Bagi Sertu Purwanto, langkah ini bukan sekadar tugas rutin, melainkan wujud nyata kepedulian terhadap para petani yang menjadi ujung tombak ketahanan pangan di daerah. Dengan memberikan semangat, arahan, dan memastikan pemupukan dilakukan secara tepat, diharapkan hasil panen jagung dapat tumbuh maksimal — bukan hanya untuk kebutuhan lokal, tapi juga menopang pasokan pangan nasional.
“Kami tidak ingin hanya sekadar mengawasi dari jauh. Babinsa hadir untuk memastikan petani mendapatkan dukungan penuh, mulai dari pengolahan lahan, penanaman, hingga pemeliharaan tanaman. Semua ini bagian dari tekad kami untuk mewujudkan swasembada pangan di wilayah,” ujar Sertu Purwanto penuh semangat.
Pendampingan semacam ini menunjukkan bahwa ketahanan pangan bukan hanya tanggung jawab pemerintah, tetapi juga hasil sinergi antara aparat dan masyarakat. Kehadiran Babinsa di tengah petani menjadi bukti bahwa kekuatan pertanian Indonesia terletak pada kolaborasi — di mana tangan-tangan rakyat bekerja bersama semangat pengabdian TNI.
Salah satu petani jagung, Sanusi, mengungkapkan rasa terima kasihnya atas perhatian yang diberikan. “Pak Babinsa bukan cuma datang memberi arahan, tapi ikut bekerja bareng kami.
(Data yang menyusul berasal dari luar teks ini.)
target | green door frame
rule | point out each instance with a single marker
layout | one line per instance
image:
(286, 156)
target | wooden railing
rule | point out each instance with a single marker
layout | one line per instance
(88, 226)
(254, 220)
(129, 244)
Itu yang bikin kami semangat. Rasanya kami tidak sendiri menghadapi tantangan bertani,” tuturnya sambil tersenyum.
Kegiatan sederhana seperti ini menyiratkan pesan besar: bahwa kedaulatan pangan Indonesia dimulai dari desa, dari tanah yang digarap dengan tekun, dan dari kerja sama yang tumbuh di antara mereka yang peduli akan masa depan negeri. Saat petani dan Babinsa berjalan seiring, bukan mustahil swasembada pangan yang mandiri bisa benar-benar terwujud.